What does this map do?  It takes an element like the one we get from $\phi$ and places a tensor in between the $x$ and $y$ terms and pulls out the coefficient.  This should seem reasonable to you, since if we got $c_{i,j} = a_{i}b_{j}$ then by the properties of tensors:

$c_{i,j}(x^{i}\otimes y^{j}) = b_{j} (a_{i}x^{i}\otimes y^{j}) = a_{i}x^{i} \otimes b_{j}y^{j}.$

Take note that this, too, is linear and a well-defined homomorphism (as you can check) — there is, in fact, not a whole lot to check here, because given some other element, you can always reduce it to the form above.

Now all we need to do is show that the compositions of these maps give us the identity.  Notice that, so far, this is pretty standard stuff.  The only thing that is really different is the properties of tensor products.  Let’s just get down to it.

$\displaystyle (\psi\circ\phi)(f\otimes g) = \psi\left(\sum_{i,j} a_{i}b_{j}x^{i}y^{j}\right) = \sum_{i,j}a_{i}b_{j}(x^{i}\otimes b^{j})$

$\displaystyle = \sum_{i,j}a_{i}x^{i}\otimes b_{j}x^{j} = \sum_{i}a_{i}x^{i} \otimes \sum_{j}b_{j}x^{j} = f\otimes g.$

Which is exactly what we wanted.  Notice that we get a number of these equalities by linearity.  Nice.  Similarly,

$\displaystyle (\phi\circ\psi)\left(\sum_{i,j}c_{i,j}x^{i}y^{j}\right) = \phi\left(\sum_{i,j}c_{i,j}(x^{i}\otimes y^{j})\right)$

$\displaystyle = \sum_{i,j}\phi(c_{i,j}x^{i}\otimes y^{j}) = \sum_{i,j}c_{i,j}x^{i}y^{j}$

and so we see that this actually gives an isomorphism.  Thus, we have that $R[x]\otimes_{R} R[y] \cong R[x,y]$.

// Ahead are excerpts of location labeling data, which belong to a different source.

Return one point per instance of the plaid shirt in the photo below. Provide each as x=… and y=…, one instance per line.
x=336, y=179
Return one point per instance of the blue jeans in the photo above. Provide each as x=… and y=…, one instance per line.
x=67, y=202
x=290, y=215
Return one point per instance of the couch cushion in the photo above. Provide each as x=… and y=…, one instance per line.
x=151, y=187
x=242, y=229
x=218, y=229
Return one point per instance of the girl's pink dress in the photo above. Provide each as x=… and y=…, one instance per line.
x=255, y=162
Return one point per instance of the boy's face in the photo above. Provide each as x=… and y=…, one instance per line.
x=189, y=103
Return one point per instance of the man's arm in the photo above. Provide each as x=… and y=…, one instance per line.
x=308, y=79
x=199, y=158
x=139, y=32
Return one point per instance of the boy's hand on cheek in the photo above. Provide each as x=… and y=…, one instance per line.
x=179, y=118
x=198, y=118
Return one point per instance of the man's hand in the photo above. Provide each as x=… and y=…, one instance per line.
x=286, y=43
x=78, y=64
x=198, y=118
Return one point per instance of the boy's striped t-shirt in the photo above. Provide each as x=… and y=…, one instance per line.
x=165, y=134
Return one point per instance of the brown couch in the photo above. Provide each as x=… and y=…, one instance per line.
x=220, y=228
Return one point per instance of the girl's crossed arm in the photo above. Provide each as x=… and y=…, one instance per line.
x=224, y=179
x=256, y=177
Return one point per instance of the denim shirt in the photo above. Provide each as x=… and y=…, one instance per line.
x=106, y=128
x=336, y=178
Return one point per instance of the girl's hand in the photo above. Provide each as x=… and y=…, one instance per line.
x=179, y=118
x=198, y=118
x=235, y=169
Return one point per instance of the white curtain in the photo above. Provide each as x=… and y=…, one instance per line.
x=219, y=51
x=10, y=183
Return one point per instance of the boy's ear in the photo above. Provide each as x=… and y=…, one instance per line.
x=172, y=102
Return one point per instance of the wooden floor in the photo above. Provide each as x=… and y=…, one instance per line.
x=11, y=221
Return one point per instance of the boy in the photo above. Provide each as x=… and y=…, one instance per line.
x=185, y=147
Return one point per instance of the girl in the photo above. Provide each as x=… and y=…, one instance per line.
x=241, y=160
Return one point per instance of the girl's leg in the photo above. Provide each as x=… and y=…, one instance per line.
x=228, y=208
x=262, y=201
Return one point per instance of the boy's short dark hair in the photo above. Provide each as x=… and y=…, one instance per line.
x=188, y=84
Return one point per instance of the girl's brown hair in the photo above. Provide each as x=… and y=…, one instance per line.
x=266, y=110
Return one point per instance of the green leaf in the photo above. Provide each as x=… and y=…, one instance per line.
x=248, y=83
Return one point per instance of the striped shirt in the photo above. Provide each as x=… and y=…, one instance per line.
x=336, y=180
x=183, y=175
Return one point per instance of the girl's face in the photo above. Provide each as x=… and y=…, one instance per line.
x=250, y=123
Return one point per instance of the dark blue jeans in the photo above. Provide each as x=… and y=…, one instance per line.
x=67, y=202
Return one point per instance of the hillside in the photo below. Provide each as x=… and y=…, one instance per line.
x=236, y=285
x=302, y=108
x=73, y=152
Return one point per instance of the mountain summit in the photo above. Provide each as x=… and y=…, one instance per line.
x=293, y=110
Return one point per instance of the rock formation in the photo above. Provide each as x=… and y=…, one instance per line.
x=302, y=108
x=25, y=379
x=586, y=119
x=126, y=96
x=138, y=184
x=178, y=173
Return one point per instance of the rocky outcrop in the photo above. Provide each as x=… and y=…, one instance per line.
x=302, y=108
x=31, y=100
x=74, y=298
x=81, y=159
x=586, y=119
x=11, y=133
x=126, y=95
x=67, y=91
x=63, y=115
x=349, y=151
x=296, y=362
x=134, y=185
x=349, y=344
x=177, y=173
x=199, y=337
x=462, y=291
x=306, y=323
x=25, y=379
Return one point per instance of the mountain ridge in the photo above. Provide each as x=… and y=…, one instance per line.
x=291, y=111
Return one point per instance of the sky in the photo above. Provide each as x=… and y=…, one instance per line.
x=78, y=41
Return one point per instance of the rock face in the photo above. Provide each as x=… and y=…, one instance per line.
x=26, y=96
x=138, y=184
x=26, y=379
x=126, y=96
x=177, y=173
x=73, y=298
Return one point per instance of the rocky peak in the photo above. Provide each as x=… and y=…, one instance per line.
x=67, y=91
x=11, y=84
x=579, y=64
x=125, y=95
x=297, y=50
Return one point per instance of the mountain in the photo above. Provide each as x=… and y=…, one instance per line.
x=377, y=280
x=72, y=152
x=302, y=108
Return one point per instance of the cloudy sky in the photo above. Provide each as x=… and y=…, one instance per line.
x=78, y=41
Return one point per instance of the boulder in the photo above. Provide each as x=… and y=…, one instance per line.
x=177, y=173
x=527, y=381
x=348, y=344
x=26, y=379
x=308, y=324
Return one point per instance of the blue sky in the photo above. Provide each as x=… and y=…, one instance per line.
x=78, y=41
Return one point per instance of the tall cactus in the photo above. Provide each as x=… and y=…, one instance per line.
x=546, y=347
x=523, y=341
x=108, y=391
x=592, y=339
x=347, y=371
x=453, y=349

This isomorphism should tell you a little something about the tensor product.  We’ve taken two polynomial rings and "linked them up" by being able to exchange the ring coefficients back and forth across the tensor product.

Example 2.

This is a shorter example, but it’s a nice one.  In the last example, I noted that being able to exchange ring elements back and forth allowed us to join two polynomial rings together.  But what if our rings are not equal?  Well, let’s see for a simple case how the tensor would work.

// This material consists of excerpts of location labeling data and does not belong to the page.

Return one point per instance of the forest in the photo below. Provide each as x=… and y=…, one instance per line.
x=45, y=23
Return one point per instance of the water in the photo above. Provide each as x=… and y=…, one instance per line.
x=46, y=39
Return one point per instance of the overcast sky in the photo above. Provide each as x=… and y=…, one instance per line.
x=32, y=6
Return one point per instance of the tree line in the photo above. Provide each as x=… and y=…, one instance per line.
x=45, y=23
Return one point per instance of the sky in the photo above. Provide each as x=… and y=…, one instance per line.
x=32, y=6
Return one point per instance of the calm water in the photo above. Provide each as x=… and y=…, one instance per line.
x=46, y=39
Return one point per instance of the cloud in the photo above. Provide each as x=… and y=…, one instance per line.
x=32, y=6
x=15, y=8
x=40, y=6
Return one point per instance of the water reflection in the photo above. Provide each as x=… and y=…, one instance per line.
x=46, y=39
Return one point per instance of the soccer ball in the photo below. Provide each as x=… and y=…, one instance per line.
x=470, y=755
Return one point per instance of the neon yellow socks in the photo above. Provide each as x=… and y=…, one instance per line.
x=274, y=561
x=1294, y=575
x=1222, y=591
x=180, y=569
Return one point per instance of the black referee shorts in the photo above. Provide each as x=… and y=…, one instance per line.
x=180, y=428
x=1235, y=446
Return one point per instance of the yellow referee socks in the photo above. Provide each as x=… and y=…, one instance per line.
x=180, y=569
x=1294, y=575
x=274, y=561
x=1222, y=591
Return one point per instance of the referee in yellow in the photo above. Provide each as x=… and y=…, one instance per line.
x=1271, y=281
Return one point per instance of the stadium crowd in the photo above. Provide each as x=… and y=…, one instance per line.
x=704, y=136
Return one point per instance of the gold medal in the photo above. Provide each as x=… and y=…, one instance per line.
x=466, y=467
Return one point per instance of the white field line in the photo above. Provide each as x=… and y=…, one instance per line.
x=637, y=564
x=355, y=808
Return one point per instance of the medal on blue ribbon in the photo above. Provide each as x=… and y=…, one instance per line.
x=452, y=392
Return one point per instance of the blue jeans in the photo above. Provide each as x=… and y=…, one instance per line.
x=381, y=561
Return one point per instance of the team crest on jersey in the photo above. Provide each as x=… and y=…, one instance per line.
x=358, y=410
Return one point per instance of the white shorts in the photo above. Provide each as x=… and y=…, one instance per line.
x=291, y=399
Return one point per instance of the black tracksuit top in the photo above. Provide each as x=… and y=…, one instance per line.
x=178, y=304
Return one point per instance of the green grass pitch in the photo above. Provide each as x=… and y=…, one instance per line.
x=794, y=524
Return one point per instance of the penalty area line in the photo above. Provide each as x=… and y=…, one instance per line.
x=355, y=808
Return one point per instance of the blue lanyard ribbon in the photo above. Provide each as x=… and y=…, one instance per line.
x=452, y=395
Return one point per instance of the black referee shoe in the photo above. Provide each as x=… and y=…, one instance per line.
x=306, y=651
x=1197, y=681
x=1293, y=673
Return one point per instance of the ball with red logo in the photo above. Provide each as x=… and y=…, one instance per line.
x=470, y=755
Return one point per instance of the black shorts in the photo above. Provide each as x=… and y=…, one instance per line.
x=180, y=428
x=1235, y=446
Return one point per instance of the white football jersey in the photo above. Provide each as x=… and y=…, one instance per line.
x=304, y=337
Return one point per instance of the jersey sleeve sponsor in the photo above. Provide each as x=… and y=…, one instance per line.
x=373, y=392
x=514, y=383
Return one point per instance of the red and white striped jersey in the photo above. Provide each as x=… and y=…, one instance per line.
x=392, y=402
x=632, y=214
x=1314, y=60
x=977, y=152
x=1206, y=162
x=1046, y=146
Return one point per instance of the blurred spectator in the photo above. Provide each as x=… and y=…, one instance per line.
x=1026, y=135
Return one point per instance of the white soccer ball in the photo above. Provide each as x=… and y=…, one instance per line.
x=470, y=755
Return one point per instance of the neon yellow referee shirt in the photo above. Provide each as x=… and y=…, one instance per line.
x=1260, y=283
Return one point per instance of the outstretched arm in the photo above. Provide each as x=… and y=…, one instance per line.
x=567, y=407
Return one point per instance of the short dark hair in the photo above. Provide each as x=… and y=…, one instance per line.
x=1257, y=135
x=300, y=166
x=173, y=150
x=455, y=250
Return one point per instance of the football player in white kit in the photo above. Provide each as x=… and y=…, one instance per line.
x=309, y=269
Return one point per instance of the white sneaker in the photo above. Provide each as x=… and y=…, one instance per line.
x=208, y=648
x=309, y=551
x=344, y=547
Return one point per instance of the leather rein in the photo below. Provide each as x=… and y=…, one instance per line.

For example, let’s look at ${\mathbb Q}\otimes_{{\mathbb Z}} {\mathbb Z}$  Notice what the tensor here says: we can exchange back and forth values in ${\mathbb Z}$.  I claim that this is isomorphic to ${\mathbb Q}$.  Let’s make the isomorphism.  Recall that the tensor product is  finite sums of elements which look like

$a\otimes b$

but we’ll just work with $a\otimes b$ since the rest will follow by linearity.

Define the map:

$\displaystyle \phi(a\otimes b) = \frac{a}{b}\in {\mathbb Q}$

Define another map:

$\displaystyle \psi\left(\frac{p}{q}\right) = p\otimes q$

for $p,q\in {\mathbb Z}$.  Check both of these are well defined, etc, etc.

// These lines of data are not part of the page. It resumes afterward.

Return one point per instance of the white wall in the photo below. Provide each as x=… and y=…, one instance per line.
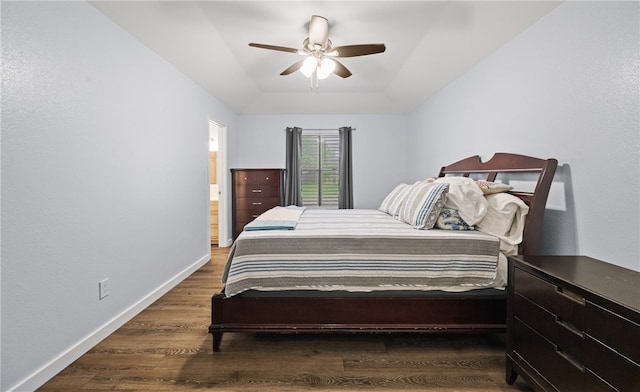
x=379, y=158
x=567, y=88
x=104, y=174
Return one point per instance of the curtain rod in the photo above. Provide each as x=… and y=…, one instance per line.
x=320, y=129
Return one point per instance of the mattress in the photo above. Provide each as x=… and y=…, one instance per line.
x=361, y=251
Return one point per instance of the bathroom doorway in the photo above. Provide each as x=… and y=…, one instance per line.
x=218, y=185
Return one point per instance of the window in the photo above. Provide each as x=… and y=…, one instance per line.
x=320, y=164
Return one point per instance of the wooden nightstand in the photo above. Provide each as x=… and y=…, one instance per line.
x=573, y=324
x=254, y=191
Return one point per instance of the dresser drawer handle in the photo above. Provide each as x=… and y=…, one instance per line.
x=570, y=296
x=570, y=359
x=570, y=327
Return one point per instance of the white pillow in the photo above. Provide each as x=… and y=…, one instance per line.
x=394, y=200
x=423, y=204
x=466, y=197
x=505, y=217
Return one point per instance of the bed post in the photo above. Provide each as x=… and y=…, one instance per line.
x=216, y=319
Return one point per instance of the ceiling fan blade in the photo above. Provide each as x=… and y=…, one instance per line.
x=358, y=50
x=341, y=70
x=274, y=47
x=319, y=31
x=293, y=68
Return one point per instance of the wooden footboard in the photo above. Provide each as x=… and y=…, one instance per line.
x=356, y=315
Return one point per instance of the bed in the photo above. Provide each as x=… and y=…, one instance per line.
x=401, y=268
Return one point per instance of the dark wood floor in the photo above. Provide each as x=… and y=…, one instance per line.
x=167, y=347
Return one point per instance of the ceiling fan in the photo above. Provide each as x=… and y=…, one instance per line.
x=320, y=55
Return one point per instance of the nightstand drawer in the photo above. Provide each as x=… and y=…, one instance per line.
x=257, y=177
x=566, y=305
x=620, y=334
x=559, y=368
x=568, y=338
x=256, y=203
x=257, y=190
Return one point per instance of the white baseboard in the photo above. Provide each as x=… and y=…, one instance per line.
x=55, y=366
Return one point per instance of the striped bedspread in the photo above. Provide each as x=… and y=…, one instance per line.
x=359, y=251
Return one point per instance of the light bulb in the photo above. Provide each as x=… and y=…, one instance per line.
x=326, y=67
x=308, y=66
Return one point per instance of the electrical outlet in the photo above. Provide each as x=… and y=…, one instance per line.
x=104, y=287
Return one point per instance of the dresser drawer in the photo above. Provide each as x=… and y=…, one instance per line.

$\displaystyle (\phi\circ\psi)\left(\frac{p}{q}\right) = \phi(p\otimes q) = \frac{p}{q}.$

$\displaystyle (\psi\circ\phi)(p\otimes q) = \psi\left(\frac{p}{q}\right) = p\otimes q.$

There is a bit to be said about fractions being equivalent to other fractions and the like, but not much.

I’ll expand this section when I think of cool other examples related to this.

More Examples?

As I get more examples typed up (and it is a pain to type them up!) I’ll post them here.  In particular, it’s interesting to think what happens to, say, ${\mathbb Z}/p{\mathbb Z}$ when you tensor it with various things.

What about for $C[x,y]_(x,y) \otimes_C C[x,y]_(x,y)$ ? Do you know if there is any nice formula for this ? Here C[x,y]_(x,y) denotes the polynomial ring in two variables over the complex numbers localized in the maximal ideal (x,y).